Zwei Menschen – ein junger und ein alter – irren über 544 Buchseiten von einem Ort zum anderen. Für den jungen ist die Reise eine Erfahrungs- und Entdeckungsreise, für den alten eine Hochzeits- und Beerdigungsreise. Winterbergs verstorbene Geliebte Lenke Morgenstern ist der innere, der Baedeker »Österreich-Ungarn« von 1913 der äußere Kompass. Letzterer ist ein Handbuch für Reisende, die mit Carfiol, Paradeisäpfel und Kren etwas anzufangen wissen. Mitteleuropa – diese wunderschöne Landschaft der Schlachtfelder, Friedhöfe und Ruinen, die so wahr wie schön und traurig ist – will Winterberg erkunden. Reichenberg in Böhmen, Winterbergs Geburtsort, gehört dazu. Als Eisenbahnmensch kann er sich die Reise nur auf Schienen vorstellen. Pfleger Jan, der aus dem Ort Winterberg (sic!) in Böhmen kommt, folgt seinem Patienten und erträgt – mit viel Bier und noch viel mehr Zigaretten – dessen historische Anfälle, bis er selbst einen Anfall – einen physischen – erleidet und im Krankenhaus landet.
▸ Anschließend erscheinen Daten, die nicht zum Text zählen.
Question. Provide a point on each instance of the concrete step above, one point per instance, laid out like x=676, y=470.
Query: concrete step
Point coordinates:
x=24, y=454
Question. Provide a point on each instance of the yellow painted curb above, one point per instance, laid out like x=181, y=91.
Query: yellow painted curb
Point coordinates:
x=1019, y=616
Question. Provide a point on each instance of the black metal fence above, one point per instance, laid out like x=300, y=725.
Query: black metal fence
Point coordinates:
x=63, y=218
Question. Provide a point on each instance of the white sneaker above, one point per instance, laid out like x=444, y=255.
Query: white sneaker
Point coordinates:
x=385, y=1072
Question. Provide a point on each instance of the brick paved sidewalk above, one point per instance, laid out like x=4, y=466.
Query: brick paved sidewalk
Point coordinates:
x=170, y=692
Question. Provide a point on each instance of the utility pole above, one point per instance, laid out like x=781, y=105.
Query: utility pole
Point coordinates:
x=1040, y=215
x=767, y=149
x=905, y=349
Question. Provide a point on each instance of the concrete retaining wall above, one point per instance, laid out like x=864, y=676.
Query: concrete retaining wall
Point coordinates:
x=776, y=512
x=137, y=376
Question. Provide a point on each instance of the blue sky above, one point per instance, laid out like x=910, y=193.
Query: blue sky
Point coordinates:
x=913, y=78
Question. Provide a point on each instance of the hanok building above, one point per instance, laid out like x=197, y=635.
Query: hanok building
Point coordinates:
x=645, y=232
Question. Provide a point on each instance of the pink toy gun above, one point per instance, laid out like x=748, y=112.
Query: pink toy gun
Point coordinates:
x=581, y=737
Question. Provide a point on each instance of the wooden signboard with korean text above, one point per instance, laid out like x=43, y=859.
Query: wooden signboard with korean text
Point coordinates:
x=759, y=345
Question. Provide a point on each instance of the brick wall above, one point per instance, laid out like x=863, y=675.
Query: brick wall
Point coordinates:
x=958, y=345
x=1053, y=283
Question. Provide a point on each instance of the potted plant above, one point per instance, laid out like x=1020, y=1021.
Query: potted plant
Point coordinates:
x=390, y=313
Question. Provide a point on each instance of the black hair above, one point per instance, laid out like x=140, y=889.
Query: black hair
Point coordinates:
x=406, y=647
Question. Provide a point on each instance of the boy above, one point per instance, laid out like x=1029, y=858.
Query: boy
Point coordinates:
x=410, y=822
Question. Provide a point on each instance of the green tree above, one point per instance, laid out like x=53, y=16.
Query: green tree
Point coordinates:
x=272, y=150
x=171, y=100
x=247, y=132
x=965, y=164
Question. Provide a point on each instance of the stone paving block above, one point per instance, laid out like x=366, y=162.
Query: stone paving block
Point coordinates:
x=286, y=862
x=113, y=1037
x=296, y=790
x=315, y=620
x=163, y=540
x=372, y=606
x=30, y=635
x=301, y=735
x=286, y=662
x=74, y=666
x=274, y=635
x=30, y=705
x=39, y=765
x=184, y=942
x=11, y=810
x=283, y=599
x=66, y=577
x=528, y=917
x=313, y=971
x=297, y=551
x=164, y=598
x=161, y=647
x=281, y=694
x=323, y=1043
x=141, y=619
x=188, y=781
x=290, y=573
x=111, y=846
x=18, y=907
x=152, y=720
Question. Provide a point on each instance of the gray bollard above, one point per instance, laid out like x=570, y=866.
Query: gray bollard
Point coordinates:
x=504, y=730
Doch selbst diese harte Zäsur trennt die beiden Protagonisten nicht: Ähnlich wie Becketts Figuren Hamm und Clov haben sich die beiden auf ein Endspiel eingelassen. Jan und Wenzel bleiben bis zum bitteren Ende ihrer Reise zusammen. Sarajevo heißt das Reiseziel, doch Peenemünde wird der Ort der Ankunft sein. Letzterer bringt zwar keine Erlösung, aber eine Einsicht: Nur wer sein persönliches Königgrätz erlebt, kann sterben. Um den Tod geht es. Immer. Und dass es aus dieser Geschichte kein Entkommen gibt, stimmt zwar ein wenig melancholisch, aber auch zuversichtlich: Rudiš’ Werk wird früher oder später die Bühne erobern, denn es ist eher Theaterstück als Roman.